I find it incredible that some elements of the Houston business community are still considering endorsing the pension “reform” plan that has been proposed by Turner.  Before getting too far off in the weeds on the details of the plan, let me pose five questions regarding this issue.
    1.  Do you think that the City should commit to maintaining defined benefit pension plans for the next 30 years, which will add tens of thousands of new employees to this broken financial model?
     2.  Do you think that the City should commit to 32%, and perhaps up to 37%, of its payroll to the pension system for the next 30 years?
     3.  Do you think that the City should commit 50% of the property taxes it will collect over the next 30 years to the pension system?
     4.  Do you think that the City should issue $1 billion of pension bonds, which will be the largest bond issue in the City’s history, without voter approval?
     5.  Do you think the City’s property tax cap should be repealed?
   If you disagree with any of these five propositions, then you should be opposed to Turner’s plan because each of them is a critical element of it.  While the property tax cap is not formally part of the plan, it is impossible to pay for it, even in the short-term, without the repeal of the cap and, of course, Turner has said that he intends to put the repeal on the ballot in November.
If you need more reasons to oppose the plan, consider the following:

     1.  Turner has claimed that there will be $2.5 billion in savings from the plan from benefit reductions and increases in employee contributions.  However, the City has refused to release the calculations from which these proposed savings were derived, notwithstanding the repeated requests to do so by third parties attempting to vet the plan.  From the limited information we have, most of those familiar with the plans have been unable to generate a number anywhere close to $2.5 billion.  Craig Mason, the City’s chief pension officer under Bill White, has flatly said the changes to the plan will not generate $2.5 billion in savings.

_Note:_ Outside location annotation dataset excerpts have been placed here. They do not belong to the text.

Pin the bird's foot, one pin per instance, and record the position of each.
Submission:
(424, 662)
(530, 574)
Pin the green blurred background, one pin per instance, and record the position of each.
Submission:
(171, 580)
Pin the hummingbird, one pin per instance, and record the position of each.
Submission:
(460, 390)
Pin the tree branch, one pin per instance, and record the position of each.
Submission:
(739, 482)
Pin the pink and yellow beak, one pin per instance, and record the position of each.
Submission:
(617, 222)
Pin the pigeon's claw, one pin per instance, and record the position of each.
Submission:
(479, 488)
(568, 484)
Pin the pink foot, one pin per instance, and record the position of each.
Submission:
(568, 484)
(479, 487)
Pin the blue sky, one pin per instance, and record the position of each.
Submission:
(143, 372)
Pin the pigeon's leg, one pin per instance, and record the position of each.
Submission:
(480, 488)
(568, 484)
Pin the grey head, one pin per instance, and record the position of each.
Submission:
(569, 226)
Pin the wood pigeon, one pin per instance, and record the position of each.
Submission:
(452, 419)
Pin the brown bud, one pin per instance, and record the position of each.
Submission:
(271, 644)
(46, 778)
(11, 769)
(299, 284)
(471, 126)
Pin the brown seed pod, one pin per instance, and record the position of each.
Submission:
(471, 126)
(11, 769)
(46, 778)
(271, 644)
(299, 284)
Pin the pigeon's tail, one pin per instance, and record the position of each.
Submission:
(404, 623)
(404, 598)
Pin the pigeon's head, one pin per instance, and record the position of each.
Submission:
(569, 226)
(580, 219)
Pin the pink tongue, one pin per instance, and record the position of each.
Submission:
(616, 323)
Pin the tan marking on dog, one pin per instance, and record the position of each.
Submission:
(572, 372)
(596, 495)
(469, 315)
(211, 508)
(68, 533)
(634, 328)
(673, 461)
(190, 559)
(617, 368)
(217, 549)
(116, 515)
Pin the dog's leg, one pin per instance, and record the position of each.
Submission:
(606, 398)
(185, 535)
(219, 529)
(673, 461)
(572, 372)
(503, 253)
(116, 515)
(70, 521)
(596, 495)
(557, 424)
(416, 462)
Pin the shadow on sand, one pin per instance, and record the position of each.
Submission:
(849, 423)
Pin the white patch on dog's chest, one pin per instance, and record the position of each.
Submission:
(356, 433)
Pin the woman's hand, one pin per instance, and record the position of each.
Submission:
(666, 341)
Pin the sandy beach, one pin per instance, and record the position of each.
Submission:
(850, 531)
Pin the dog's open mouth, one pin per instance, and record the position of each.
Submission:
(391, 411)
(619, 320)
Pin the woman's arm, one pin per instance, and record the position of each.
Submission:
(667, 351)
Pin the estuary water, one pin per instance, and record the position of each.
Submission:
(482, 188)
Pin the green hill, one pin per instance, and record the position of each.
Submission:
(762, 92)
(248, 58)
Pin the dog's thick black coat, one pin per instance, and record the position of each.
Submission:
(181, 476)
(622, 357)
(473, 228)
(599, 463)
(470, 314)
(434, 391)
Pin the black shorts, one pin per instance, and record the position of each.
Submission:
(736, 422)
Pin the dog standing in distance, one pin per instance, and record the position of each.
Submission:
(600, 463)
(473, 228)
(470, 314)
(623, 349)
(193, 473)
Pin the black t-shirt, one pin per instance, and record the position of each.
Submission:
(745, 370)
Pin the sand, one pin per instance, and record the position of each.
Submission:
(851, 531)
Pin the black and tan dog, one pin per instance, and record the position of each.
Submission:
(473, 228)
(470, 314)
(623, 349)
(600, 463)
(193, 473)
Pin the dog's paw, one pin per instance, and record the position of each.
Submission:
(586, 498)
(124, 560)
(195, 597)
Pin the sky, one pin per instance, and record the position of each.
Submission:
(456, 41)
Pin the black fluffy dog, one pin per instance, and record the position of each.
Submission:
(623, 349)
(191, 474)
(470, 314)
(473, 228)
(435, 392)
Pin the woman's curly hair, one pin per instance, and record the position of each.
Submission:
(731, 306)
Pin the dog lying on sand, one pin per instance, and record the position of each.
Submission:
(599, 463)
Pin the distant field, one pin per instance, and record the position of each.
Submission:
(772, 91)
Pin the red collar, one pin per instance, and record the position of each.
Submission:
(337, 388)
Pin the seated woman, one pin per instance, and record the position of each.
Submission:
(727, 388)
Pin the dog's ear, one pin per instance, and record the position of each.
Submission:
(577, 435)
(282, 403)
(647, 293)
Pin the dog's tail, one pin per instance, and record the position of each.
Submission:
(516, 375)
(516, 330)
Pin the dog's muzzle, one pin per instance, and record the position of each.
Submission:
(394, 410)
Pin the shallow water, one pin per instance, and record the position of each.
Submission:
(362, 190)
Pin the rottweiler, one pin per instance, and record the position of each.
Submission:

     2.  No drafts of the proposed legislation have been made public.  A secret draft of the legislation for the police has been circulated to some select organizations but not made available to the public.  Apparently some Houston residents are more important than others.  This week the City refused to release the draft of the police bill claiming it was exempt from the Open Records Act.  Of course, the mere fact that a “secret” draft is being circulated tells you all you really need to know about this process.   How can any organization or individual endorse the “plan” without the actual legislation being released to the public?

     3.  The only potentially redeeming feature of the plan is the so-called “corridor” which would limit the City’s contribution to 37% (as absurd as that level is).  According to the term sheets, once the contribution goes above 37% of payroll, the pension plans would either reduce benefits or increase employee contributions.  The problem is that the enforcement mechanism for even this minimal protection for the City has never been defined.  What exactly happens if the pension systems do not make the specified changes is anybody’s guess.  That kind of vagueness and the inherent complexity of such a mechanism virtually guarantees that the pension systems and the City will be in litigation for decades.

    4.  The plan uses a repayment schedule that negatively amortizes the pension debt for about the first six years.  Conveniently, the payments begin to dramatically ramp-up after the current administration will be out of office.  At the end of the 30-year period, the annual pension payments would be over $1 billion.

  Some have expressed the view that the current situation is so dire that any improvement is better than nothing and that since this is all Turner is willing to put on the table, the business community should support it.  Of course, it is remarkable that the business community now has so little influence that a mayor can now dictate terms to it.  But laying that embarrassment aside, a bad deal is not better than no deal.
    If there are no changes to the pension plans this session, the City’s payments will rise by about $200 million annually over the next two years.  That means the City will have to tighten its belt, which is not a bad thing.  And the higher payments will actually help shore up the plans’ financial condition.  But even more importantly, a little financial pain may pave the way for real reform in two years.  If Turner’s plan is adopted, real reform will be dead until the payments escalate beyond the City’s ability to cover them, probably ten years or so hence depending on whether the property tax cap is repealed.
    As many of you have heard me say repeatedly over the last ten years, there is no pathway to true reform of the pension system without a plan that phases out defined benefit plans.  Had the City started moving new employees to defined contribution plans ten years ago as many of us suggested, we would not be facing the crisis now before us.
    This plan, to the extent we can even discern what it really entails, is not true reform.  It is a complex shell game that does little more than kick the can down the road to the next administration.  It will make the City a financial cripple for the next 30 years and I believe will set off a downward spiral in City services that will hollow out Houston’s core much like we have seen in other cities.
     Houston’s business community failed our City by not being on top of this unfolding disaster over the last two decades.  Let’s not compound that omission by endorsing a plan that none of us would even vaguely consider for our own businesses.  It is frankly inconceivable to me that any serious business person or anyone who claims to be a fiscal conservative can even consider supporting this “plan”.
     It is time for our business community to make a principled stand and get our City back on the road to true fiscal responsibility.  That means some transition to defined contributions plans.  Anything short of that is not true reform and should be soundly rejected.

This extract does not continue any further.